The RTX 2060 is an Nvidia video card launched in 2019 with an intermediate specification. The model is part of the Turing architecture and is one of the most considered options equipped with Ray Tracing and DLSS technologies natively. Despite this, its price remains high in the market, at least $350.
Anyway, the model promises to be ideal to run games in Full HD or even Quad HD without problems. Check below the main pros and cons of RTX 2060 and see if the board is a good option for you.
Native Ray Tracing
Native Ray Tracing support is one of the main highlights of RTX 2060. The feature can optimize shadows and textures, delivering lighting effects that promise to make images even more realistic. Nvidia has more current models that also support the technology, but with higher prices. This ends up making RTX 2060 an affordable option to some extent for gamers who want to have the experience of playing with Ray Tracing, but can not invest in more robust models like RTX 3090, for example.
Also, the RTX 2060 has DLSS, a technology that uses artificial intelligence to render images and promises greater clarity even without losing performance. With this, the user can use Ray Tracing and other features without compromising greatly the fps rate. It is worth mentioning that the features are present throughout the Turing line, but the GTX models run both via software, which should represent inferior results.
Good for Full HD
Although it is not the most suitable to run content in 4K, the Nvidia board should ensure a good performance in Full HD and Quad HD. According to benchmark results released on the Internet, in Full HD the graphics card is capable of running games such as The Division, Destiny 2, Forza Horizon 4, and Battlefield V at rates of 95 fps.
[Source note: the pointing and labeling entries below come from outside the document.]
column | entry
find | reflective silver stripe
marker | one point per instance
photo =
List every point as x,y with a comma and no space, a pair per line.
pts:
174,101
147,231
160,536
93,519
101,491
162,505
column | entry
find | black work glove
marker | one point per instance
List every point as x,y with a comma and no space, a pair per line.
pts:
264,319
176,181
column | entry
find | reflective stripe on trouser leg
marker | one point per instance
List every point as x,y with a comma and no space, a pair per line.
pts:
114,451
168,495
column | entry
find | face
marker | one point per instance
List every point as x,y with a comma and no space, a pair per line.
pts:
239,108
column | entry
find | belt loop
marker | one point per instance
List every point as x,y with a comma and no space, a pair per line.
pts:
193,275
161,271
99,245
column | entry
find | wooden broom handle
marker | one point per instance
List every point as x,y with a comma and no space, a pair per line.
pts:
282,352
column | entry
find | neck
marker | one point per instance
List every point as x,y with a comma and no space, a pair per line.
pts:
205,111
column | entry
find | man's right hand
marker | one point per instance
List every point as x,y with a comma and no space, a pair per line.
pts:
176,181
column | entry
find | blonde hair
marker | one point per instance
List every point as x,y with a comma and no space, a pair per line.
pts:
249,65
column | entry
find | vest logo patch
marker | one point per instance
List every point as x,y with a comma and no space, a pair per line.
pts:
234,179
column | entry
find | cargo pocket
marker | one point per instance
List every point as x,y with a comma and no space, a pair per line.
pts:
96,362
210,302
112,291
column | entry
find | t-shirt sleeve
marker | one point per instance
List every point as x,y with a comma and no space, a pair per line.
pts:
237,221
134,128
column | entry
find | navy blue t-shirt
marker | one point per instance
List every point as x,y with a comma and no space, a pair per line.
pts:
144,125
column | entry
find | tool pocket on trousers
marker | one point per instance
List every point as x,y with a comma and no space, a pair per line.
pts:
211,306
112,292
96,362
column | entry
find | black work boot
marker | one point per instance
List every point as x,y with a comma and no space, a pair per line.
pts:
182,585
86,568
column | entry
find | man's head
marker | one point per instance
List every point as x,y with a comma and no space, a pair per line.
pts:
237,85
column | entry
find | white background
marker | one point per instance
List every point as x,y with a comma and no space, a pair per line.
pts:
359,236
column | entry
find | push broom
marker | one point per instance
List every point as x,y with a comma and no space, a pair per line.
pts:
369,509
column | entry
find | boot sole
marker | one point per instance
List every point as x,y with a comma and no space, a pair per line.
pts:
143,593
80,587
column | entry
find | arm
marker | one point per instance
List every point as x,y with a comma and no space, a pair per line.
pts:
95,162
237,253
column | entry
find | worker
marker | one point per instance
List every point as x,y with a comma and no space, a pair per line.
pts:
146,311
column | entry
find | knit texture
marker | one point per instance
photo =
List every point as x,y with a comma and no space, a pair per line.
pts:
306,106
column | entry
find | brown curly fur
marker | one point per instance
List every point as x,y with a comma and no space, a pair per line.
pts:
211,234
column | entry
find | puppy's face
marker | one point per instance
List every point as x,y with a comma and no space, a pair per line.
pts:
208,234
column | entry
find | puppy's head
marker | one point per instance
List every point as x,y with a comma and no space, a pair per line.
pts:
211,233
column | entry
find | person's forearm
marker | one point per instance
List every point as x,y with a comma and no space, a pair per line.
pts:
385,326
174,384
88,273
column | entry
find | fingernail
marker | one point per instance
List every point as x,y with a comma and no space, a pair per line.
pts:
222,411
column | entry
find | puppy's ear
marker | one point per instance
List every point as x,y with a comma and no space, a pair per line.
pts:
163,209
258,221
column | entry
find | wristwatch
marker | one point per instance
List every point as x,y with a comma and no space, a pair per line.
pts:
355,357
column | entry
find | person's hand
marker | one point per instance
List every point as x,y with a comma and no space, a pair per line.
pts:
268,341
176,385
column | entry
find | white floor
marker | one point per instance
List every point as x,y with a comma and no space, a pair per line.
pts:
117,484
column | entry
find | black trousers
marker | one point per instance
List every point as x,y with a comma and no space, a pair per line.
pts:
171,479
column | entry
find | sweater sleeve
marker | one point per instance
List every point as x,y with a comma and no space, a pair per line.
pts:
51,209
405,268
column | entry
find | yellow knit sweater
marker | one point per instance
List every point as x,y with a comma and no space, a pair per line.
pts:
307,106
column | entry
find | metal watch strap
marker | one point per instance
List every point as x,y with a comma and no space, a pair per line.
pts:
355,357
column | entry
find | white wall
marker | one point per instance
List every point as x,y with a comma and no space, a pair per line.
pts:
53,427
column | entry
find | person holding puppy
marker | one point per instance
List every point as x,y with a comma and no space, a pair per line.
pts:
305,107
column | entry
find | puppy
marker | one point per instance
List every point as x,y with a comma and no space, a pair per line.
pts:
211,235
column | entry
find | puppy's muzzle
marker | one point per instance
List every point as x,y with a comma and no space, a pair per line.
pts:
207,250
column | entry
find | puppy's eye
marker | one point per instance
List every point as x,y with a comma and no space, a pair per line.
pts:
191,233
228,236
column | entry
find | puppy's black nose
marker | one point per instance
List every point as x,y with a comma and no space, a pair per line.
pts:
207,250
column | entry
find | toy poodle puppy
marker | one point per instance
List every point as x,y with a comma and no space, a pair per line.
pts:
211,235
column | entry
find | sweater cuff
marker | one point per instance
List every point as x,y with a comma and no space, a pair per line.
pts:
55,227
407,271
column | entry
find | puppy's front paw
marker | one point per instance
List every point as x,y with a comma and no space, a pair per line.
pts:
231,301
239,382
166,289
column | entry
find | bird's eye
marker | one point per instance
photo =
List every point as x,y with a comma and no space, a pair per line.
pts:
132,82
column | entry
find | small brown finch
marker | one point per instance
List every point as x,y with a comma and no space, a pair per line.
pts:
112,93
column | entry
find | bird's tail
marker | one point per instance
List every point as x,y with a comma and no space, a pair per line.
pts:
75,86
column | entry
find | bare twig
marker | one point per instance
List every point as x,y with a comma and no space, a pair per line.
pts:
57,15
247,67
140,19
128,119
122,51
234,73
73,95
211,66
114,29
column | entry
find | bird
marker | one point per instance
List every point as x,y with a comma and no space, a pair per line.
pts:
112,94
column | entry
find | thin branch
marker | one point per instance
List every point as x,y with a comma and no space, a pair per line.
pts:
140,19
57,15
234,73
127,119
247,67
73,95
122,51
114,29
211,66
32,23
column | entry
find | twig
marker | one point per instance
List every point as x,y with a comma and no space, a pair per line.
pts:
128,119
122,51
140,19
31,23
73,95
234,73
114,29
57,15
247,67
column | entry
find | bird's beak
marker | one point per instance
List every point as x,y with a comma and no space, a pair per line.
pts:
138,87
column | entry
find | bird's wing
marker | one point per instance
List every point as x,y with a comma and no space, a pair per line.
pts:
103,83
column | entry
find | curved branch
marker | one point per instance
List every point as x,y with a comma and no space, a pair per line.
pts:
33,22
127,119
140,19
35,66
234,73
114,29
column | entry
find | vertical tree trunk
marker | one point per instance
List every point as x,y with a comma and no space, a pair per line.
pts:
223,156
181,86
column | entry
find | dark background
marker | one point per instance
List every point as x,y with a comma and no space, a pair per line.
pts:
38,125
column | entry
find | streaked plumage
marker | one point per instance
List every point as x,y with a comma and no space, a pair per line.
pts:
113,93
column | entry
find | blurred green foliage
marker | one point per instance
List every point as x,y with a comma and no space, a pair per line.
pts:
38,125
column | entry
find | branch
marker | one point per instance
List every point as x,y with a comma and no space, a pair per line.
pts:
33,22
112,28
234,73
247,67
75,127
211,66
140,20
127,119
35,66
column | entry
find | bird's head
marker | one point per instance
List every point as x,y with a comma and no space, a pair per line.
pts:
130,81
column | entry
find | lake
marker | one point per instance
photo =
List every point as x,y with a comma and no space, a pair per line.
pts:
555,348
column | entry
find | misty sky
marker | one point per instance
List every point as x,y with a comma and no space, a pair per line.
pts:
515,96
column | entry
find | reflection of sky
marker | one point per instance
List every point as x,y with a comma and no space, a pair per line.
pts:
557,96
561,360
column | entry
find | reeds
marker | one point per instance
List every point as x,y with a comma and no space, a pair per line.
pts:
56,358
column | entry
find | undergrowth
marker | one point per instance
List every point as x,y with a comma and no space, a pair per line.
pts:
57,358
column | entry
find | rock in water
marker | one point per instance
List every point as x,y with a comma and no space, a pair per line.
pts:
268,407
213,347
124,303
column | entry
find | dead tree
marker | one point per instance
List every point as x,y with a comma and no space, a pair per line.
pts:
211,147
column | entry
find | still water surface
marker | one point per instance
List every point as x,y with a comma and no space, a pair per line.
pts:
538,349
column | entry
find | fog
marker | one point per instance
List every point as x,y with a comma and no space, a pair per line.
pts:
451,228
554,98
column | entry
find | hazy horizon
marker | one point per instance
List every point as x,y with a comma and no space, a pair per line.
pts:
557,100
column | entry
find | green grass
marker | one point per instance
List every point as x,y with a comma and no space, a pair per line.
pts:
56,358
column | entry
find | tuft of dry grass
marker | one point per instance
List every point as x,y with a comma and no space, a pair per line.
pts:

With Quad HD resolution, the product can handle an average rate of 60 frames per second. With Ray Tracing on, the RTX 2060 performance average drops a little, reaching 46 fps.
The RTX 2060 is not very demanding when it comes to energy. According to the manufacturer, the GPU has a TDP of 160 Watts, a low number when considering the hardware of the board and that is in the average of rival models. To run safely, Nvidia suggests the use of a 500 Watts power supply. The RTX 2060 also promises an easy installation, as it uses an additional eight-pin power cable.
Price still high
Even being an entry option, the RTX 2060 still has a high price in the market. The model can be found in the online retail market costing from $350. Meanwhile, the GeForce RTX 2060 Super, which promises to be faster than the RTX 2060, has 8 GB of VRAM, and comes with DLSS 2.0, more recent, is on sale for starting at $499. It is worth noting that the values are the responsibility of online stores and may change at any time.
Although it can beat GPUs like GTX 1660 Ti, the RTX 2060 begins to lose out to slightly more advanced models, such as the Super line cards. The latest Turing generation promises to deliver superior performance, higher VRAM, and better value for money. Nvidia’s upgrade has left not only the RTX 2060 behind, but also most of the “original” Turing RTX cards.
Besides, Nvidia has even newer card options, such as RTX 3070, RTX 3080, and RTX 3090, the latter being equipped with 24 GB of VRAM in the GDDR6X standard, the latest and fastest, and allows playing at 8K to 60 fps.